Contexto migratorio y tensiones
Las palabras de Fabré llegan en un momento político particularmente sensible, en el que el régimen cubano intenta ofrecer ciertas concesiones a los emigrados y exiliados, mientras mantiene una negociación a puertas cerradas con la administración del presidente estadounidense Donald Trump.
Entretanto, las autoridades lidian con protestas en varias provincias del país, generadas principalmente por largas jornadas de apagones. La más significativa ocurrió en Morón, Ciego de Ávila, donde decenas de personas atacaron con piedras e incendiaron la sede del Partido Comunista del municipio.

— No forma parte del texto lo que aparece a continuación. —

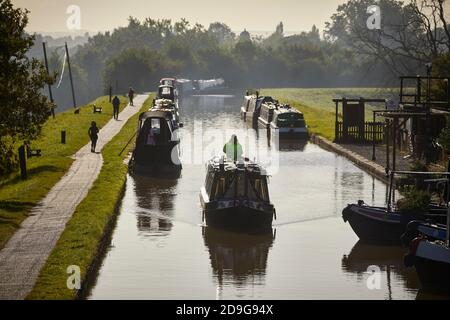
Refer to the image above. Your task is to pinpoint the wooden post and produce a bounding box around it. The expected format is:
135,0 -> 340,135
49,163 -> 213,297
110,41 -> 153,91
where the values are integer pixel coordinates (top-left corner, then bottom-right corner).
42,42 -> 55,119
414,76 -> 422,105
65,42 -> 77,109
372,111 -> 377,161
400,77 -> 403,103
19,145 -> 27,180
392,118 -> 398,171
334,100 -> 339,141
385,119 -> 391,175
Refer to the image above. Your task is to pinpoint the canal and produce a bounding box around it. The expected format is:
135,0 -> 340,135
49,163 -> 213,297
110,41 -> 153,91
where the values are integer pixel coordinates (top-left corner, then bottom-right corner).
89,96 -> 420,299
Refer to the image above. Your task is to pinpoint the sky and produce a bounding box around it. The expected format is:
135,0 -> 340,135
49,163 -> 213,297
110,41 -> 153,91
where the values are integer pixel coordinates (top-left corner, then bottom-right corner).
12,0 -> 345,33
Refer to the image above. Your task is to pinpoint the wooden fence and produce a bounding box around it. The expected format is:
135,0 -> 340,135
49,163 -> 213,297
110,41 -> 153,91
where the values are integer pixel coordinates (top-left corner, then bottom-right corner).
336,121 -> 385,143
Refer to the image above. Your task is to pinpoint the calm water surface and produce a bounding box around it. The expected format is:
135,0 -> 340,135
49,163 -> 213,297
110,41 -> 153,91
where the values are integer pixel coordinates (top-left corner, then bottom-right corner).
89,96 -> 436,299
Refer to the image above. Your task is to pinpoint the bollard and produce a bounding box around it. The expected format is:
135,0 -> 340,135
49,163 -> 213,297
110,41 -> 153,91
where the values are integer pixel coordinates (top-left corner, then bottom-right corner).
19,146 -> 27,180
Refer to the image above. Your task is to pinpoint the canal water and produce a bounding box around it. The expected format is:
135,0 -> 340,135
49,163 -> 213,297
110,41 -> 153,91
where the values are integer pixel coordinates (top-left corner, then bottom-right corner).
89,96 -> 428,299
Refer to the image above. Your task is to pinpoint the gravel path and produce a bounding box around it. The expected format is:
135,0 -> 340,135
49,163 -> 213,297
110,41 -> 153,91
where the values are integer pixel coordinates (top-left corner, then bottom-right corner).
0,95 -> 147,299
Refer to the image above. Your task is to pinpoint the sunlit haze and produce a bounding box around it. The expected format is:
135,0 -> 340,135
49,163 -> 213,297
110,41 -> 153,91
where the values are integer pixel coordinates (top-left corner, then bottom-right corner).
13,0 -> 345,33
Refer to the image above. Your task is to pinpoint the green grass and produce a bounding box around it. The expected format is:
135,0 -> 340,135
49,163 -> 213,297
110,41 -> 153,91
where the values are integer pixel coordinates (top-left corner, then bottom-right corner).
27,96 -> 153,299
0,97 -> 127,248
261,88 -> 397,140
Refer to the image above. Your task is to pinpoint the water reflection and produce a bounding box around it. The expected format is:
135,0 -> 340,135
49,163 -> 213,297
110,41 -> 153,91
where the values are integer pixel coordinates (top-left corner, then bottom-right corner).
342,241 -> 419,299
202,227 -> 276,287
132,175 -> 178,235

Reacciones divididas por el puente de Fabré
Como era previsible, la publicación generó respuestas encontradas. Algunos usuarios valoraron el mensaje como un gesto necesario de conciliación en medio de la polarización. Otros, sin embargo, cuestionaron la propuesta, señalando que ignora las condiciones políticas y económicas que impulsan la emigración.
El propio posicionamiento histórico de Fabré influye en la recepción de sus palabras. El músico ha sido, durante años, una figura cercana al discurso oficial cubano, participando en eventos institucionales y defendiendo públicamente el sistema político de la isla. Esa alineación ha hecho que parte del público interprete sus mensajes desde una óptica política más que artística.
Cultura, simbolismo y debate
La publicación de Fabré se suma a una larga tradición en la cultura cubana donde la música y la poesía sirven como vehículos para reflexionar sobre la nación y sus fracturas. Sin embargo, en el contexto actual, cualquier llamado a la unidad se enfrenta a una realidad compleja, marcada por la desconfianza, la distancia y las experiencias divergentes de quienes viven dentro y fuera del país.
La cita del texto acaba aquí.